Mon conseil serait de croire en votre valeur et de tout simplement vous lancer! Trop souvent, nous hésitons car nous voulons être ‘parfaitement prêtes’, mais la perfection n’est pas nécessaire. Nos expériences sont uniques, et c’est en osant sortir de notre zone de confort que nous découvrons nos capacités. Entourez-vous de personnes qui vous soutiennent, et souvenez-vous que chaque pas que vous faites inspire d’autres femmes à suivre votre exemple.
Pour finir, avez-vous une anecdote ou un moment marquant dans votre parcours qui illustre la réalité d’être une femme dans ce rôle?
«Un moment marquant de mon parcours a été lors d’une réunion de notre conseil où j’étais la seule femme et, par ailleurs, l’une des plus jeunes personnes présentes. Au début, il y avait une certaine méfiance, presque palpable, à mon égard. Mais au fil de la discussion, lorsque j’ai apporté des solutions à certains casse-têtes, l’atmosphère a changé. J’ai vu les regards évoluer, passant du scepticisme à un réel respect. Ce moment m’a rappelé à quel point il est important de s’affirmer et de croire en ses compétences, même dans des environnements où l’on peut se sentir isolée. Cela démontre bien la réalité d’être une femme dans ce rôle: il faut parfois travailler deux fois plus dur pour être entendue, mais le résultat en vaut toujours la peine.

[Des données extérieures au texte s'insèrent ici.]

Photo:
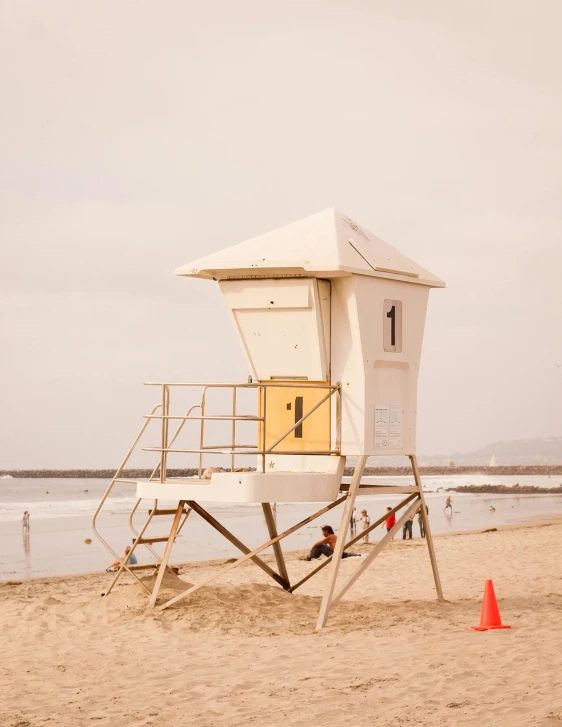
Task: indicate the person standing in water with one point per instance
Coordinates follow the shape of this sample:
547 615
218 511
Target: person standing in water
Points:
407 528
390 521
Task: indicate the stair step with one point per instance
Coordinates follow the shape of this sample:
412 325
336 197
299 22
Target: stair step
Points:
145 566
164 512
143 541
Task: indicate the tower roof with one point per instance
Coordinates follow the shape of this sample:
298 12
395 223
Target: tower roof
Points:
325 245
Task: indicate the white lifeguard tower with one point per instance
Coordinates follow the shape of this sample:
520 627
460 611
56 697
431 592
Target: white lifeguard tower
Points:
331 322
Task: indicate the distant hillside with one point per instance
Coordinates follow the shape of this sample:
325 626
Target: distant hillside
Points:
546 451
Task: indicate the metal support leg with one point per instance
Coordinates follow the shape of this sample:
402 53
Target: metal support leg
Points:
272 530
340 542
167 551
432 557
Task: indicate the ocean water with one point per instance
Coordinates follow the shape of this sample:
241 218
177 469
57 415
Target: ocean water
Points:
61 513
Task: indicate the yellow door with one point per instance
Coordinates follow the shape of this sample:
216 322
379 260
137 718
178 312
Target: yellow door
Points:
286 405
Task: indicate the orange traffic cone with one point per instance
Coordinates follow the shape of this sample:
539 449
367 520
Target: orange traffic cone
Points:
490 618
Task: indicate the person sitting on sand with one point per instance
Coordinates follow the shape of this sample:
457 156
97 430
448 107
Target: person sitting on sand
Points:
421 522
326 545
129 559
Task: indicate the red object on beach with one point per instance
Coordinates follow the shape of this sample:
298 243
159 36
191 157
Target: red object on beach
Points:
490 618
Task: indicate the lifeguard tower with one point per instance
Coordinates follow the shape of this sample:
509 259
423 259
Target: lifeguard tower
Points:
331 322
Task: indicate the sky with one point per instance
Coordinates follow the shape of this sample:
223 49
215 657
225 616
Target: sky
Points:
137 136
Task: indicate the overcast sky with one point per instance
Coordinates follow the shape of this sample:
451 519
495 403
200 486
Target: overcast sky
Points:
137 136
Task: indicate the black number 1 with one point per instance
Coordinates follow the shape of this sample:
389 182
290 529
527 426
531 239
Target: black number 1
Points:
299 402
392 315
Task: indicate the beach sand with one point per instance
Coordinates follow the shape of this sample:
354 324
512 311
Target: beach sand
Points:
243 652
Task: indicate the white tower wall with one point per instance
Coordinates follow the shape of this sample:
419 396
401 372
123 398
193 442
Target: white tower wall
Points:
372 378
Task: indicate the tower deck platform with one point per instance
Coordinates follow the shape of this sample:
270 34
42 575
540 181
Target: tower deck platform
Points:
248 487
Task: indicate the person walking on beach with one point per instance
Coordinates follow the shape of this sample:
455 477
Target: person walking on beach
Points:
129 559
421 522
390 521
353 523
326 546
365 520
407 528
25 521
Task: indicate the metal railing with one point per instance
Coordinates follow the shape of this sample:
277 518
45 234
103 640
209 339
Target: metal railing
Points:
234 449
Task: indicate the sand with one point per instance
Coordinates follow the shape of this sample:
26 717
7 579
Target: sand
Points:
243 652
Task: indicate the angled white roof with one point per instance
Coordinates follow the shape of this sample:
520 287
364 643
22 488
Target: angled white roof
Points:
325 245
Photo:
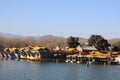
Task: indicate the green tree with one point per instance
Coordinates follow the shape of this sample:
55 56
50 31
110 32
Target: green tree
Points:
99 42
73 42
116 46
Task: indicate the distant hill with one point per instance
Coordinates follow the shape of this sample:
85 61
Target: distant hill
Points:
81 40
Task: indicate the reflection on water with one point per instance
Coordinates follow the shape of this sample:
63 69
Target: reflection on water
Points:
30 70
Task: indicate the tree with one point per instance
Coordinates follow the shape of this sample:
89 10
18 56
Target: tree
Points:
99 42
73 42
116 46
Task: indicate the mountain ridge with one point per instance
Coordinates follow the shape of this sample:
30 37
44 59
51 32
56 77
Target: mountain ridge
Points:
81 40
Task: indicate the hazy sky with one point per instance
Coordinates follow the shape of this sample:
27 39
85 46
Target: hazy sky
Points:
65 18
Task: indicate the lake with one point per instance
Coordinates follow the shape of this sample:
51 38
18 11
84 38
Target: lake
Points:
31 70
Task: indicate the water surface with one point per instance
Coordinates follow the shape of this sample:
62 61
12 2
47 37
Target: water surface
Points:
29 70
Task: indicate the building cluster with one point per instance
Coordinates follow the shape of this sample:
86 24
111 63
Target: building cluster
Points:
80 54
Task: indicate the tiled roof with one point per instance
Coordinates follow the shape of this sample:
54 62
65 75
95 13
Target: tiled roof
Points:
88 47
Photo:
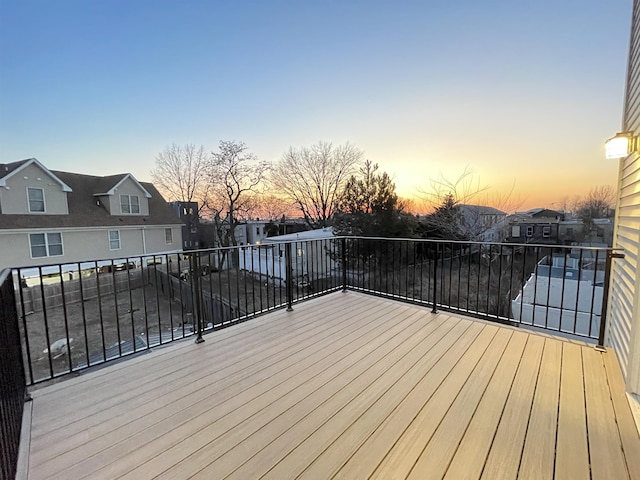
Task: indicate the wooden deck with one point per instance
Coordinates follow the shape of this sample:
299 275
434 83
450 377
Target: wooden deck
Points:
347 386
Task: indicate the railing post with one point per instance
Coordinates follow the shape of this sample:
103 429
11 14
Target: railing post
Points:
288 265
435 280
344 264
197 295
605 296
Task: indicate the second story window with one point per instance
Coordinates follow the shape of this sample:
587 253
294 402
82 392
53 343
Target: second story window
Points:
36 200
129 204
45 244
114 239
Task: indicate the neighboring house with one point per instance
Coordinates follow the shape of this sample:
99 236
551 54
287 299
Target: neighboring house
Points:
51 217
481 223
188 214
539 225
256 231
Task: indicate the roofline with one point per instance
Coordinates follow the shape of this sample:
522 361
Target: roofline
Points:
31 161
113 189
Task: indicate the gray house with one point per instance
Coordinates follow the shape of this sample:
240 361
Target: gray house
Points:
57 217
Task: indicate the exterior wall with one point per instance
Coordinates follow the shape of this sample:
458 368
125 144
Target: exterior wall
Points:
128 187
538 232
623 333
14 200
88 244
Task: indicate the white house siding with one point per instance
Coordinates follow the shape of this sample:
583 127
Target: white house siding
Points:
88 244
624 310
128 187
14 200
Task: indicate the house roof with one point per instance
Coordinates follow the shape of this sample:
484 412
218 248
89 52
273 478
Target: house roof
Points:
85 209
7 170
108 185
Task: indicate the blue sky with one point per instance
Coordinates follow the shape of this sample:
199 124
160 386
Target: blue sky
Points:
524 93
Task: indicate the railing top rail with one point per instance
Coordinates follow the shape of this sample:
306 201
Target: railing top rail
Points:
470 242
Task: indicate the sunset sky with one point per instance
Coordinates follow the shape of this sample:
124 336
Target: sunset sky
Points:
524 93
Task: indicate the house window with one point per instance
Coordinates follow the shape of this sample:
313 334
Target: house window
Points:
129 204
114 239
36 200
45 244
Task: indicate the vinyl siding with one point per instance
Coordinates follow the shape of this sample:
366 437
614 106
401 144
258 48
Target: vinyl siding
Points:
88 244
623 331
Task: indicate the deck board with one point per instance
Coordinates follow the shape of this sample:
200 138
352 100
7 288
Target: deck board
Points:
572 456
346 386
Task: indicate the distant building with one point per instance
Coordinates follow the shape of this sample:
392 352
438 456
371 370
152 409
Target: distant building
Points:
188 214
481 223
50 216
311 255
539 225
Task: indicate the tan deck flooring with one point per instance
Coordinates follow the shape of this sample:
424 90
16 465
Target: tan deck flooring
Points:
346 386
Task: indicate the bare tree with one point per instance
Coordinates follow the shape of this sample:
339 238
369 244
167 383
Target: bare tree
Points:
236 176
314 177
272 207
465 209
182 174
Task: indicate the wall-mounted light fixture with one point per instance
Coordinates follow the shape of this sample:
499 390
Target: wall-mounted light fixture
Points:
621 145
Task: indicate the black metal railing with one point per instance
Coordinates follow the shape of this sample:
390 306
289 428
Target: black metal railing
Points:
76 315
12 379
558 288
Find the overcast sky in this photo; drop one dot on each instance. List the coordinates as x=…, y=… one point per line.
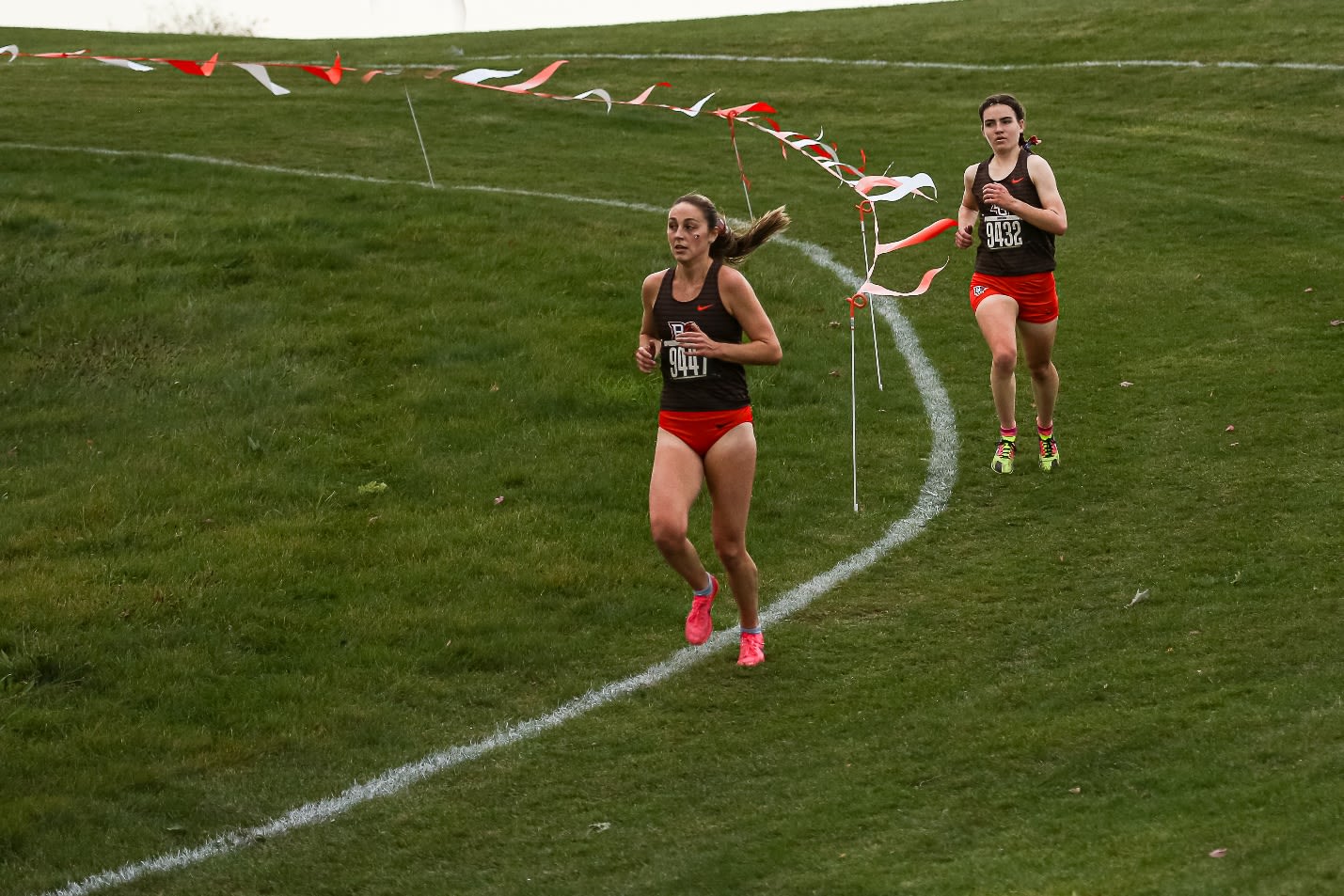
x=379, y=18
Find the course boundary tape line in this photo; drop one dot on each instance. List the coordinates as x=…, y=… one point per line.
x=933, y=498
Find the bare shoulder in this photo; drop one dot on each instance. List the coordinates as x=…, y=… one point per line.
x=651, y=285
x=732, y=278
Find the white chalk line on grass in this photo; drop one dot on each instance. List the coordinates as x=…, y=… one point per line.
x=956, y=66
x=933, y=497
x=886, y=63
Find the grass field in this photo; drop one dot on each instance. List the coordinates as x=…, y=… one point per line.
x=315, y=472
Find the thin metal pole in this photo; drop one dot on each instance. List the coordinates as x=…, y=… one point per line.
x=419, y=137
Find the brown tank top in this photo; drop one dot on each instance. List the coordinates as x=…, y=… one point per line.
x=698, y=383
x=1008, y=244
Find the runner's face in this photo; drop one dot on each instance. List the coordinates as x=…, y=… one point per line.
x=688, y=234
x=1000, y=127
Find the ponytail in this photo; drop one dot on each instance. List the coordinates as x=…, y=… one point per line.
x=732, y=246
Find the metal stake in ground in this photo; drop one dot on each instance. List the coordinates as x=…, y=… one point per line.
x=419, y=137
x=856, y=301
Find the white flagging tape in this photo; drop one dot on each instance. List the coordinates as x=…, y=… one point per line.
x=933, y=498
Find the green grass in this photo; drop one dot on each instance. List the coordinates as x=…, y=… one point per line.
x=206, y=621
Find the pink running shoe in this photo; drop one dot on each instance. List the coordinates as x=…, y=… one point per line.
x=752, y=649
x=699, y=625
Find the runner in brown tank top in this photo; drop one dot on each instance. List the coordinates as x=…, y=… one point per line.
x=1017, y=202
x=695, y=317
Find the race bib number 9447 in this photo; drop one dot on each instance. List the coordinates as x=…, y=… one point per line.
x=683, y=366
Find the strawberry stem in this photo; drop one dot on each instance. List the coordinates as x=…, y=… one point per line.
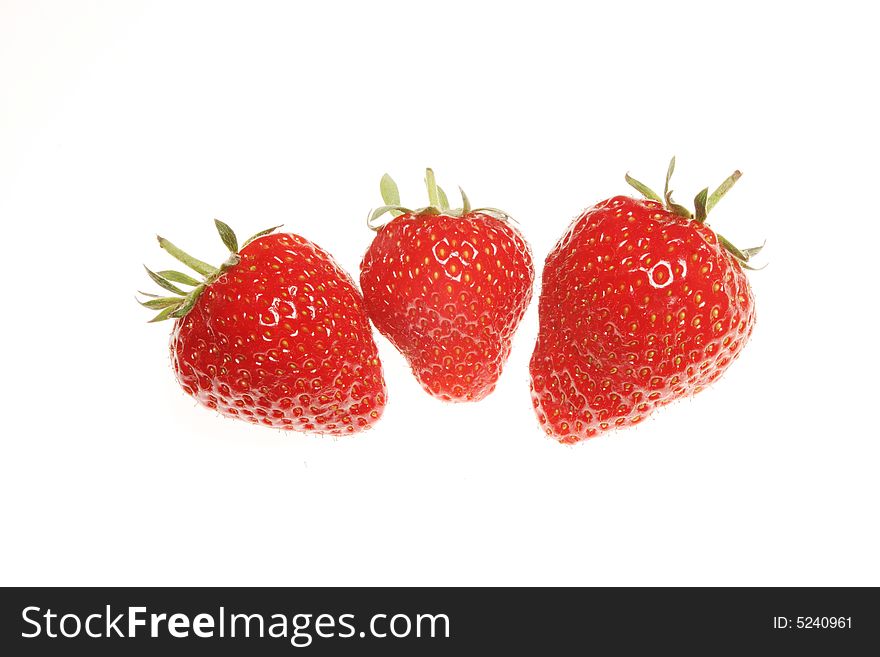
x=431, y=184
x=193, y=263
x=723, y=188
x=179, y=306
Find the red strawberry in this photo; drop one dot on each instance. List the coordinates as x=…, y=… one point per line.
x=447, y=288
x=641, y=303
x=276, y=336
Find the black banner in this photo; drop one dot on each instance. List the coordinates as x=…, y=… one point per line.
x=277, y=621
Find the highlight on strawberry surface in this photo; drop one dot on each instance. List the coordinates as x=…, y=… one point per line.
x=448, y=287
x=275, y=336
x=641, y=303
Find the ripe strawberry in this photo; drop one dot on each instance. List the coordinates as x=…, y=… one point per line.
x=641, y=303
x=448, y=289
x=276, y=336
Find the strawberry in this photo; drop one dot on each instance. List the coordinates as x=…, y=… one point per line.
x=448, y=288
x=641, y=304
x=276, y=336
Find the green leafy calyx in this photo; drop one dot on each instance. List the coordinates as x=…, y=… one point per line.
x=174, y=307
x=438, y=203
x=703, y=204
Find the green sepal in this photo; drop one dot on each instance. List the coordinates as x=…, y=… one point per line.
x=642, y=188
x=262, y=233
x=193, y=263
x=390, y=193
x=161, y=302
x=178, y=277
x=444, y=201
x=723, y=188
x=431, y=184
x=163, y=315
x=675, y=208
x=755, y=250
x=465, y=202
x=188, y=303
x=667, y=193
x=227, y=235
x=495, y=212
x=727, y=244
x=700, y=205
x=378, y=212
x=164, y=284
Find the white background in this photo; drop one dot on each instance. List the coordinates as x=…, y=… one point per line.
x=122, y=120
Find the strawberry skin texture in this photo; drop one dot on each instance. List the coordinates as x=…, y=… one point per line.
x=449, y=292
x=281, y=339
x=638, y=307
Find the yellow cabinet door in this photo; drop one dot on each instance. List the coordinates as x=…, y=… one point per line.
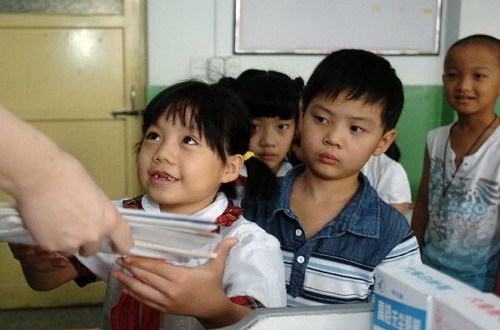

Que conseilleriez-vous concrètement à une jeune femme qui voudrait prendre sa place dans la société? Que lui déconseillerez-vous? «Je lui conseillerais de croire en elle, de se fixer des objectifs clairs et de ne pas hésiter à s’entourer de mentors et d’alliés. Formez-vous, exprimez-vous et ne bridez jamais votre ambition. Ce que je déconseillerais, c’est de se conformer aux attentes des autres ou de laisser la peur de l’échec vous arrêter. Prenez votre place, car elle est légitime!»